We need the voltage reading across R18 and R29 which is in the plate circuit of each 300B tube. The voltage should be about 0.7 volts which corresponds to 70 mA of tube current. It should vary when the bias pots (R12 and R23) are turned. The voltage on the grid of the 300B's must change when this pot is turned in order for the current to change.
Your filament voltages are good, so D1, D4 and D5 as well as the regulator chip are good. They are all interconnected therefore hard to measure in the circuit.
The actual B- voltage is unimportant as long as there is enough to completely cut off the 300B tubes.
There is some conflicting information here, but the first important bit to know is the actual current in the output tubes. I have read "2 volts across the 10 ohm resistors", "50 or 80 mA" and "100 mA on both tubes" somewhere in this thread. If there IS 2 volts across the 10 ohm resistors, then there is 200 mA flowing through each 300B which is far too much. That much current will cause distortion, transformer saturation, and generally mess up voltage readings everywhere in the amp. The voltage on R10 or R21 is not important at this time since your drive waveform is good.
200 mA through both 300B's plus the driver tube and bias components will be pulling nearly half an amp through your 5AR4 and power transformer. This should make them very hot and unhappy which has not been mentioned here, so the actual tube current really needs to be verified before any good conclusions can be drawn.
We need the voltage reading across R18 and R29 which is in the plate circuit of each 300B tube. The voltage should be about 0.7 volts which corresponds to 70 mA of tube current.
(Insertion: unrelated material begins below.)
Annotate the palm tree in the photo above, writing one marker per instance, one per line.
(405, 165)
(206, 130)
It should vary when the bias pots (R12 and R23) are turned. The voltage on the grid of the 300B's must change when this pot is turned in order for the current to change.
Voltage over R18 and R29 is 0,8 volts (80mA). I have no problems adjusting the Bias.
But my rectifier tube just died, so i have to replace it, so I'm waiting for a new one. I also replace C4, C5, C7 and C8 from 400V to 500V just to be safe.
I will write again when I have replaced the parts.
Hi Tubelab
I have installed a new rectifier tube, i also replace C4, C5, C7 and C8.
New checkout measurements:
Voltage reading across R18 = 81 mV
Voltage reading across R29 81 mV
Filament voltages = 4,938V
Grid 300B Tube 1 = -96,0V
Grid 300B Tube 2 = -96,8V
B- = 277V
B+ = 403V
I think I figured out why the output looks weird. When the signal measured on the grid of 300B is higher than about 12V peak to peak, the bias current starts to rise. see attached photos.
When the signal measured on the grid of 300B is below 12V peak to peak, the bias current is = 81mA
When the signal measured on the grid of 300B is 40V peak to peak, the bias current is = 120mA
My Output Transformers are lundahl ll1623 = 90mA
Red is signal measured on grid of 300B.
Blue is measured at the output of the output transfomer across an 8 ohm resistor.
At the input I use a signal generator which is set to 1KHz sine 1V
Help!!
When the signal measured on the grid of 300B is below 12V peak to peak, the bias current is = 81mA
When the signal measured on the grid of 300B is 40V peak to peak, the bias current is = 120mA
My Output Transformers are lundahl ll1623 = 90mA
Red is signal measured on grid of 300B.
Blue is measured at the output of the output transfomer across an 8 ohm resistor.
At the input I use a signal generator which is set to 1KHz sine 1V
Help!!
If you have 81 mV across a 10 ohm resistor your current is 8.1 mA which would give the results you are seeing. You need about 800 mv across that resistor to get 80 mA.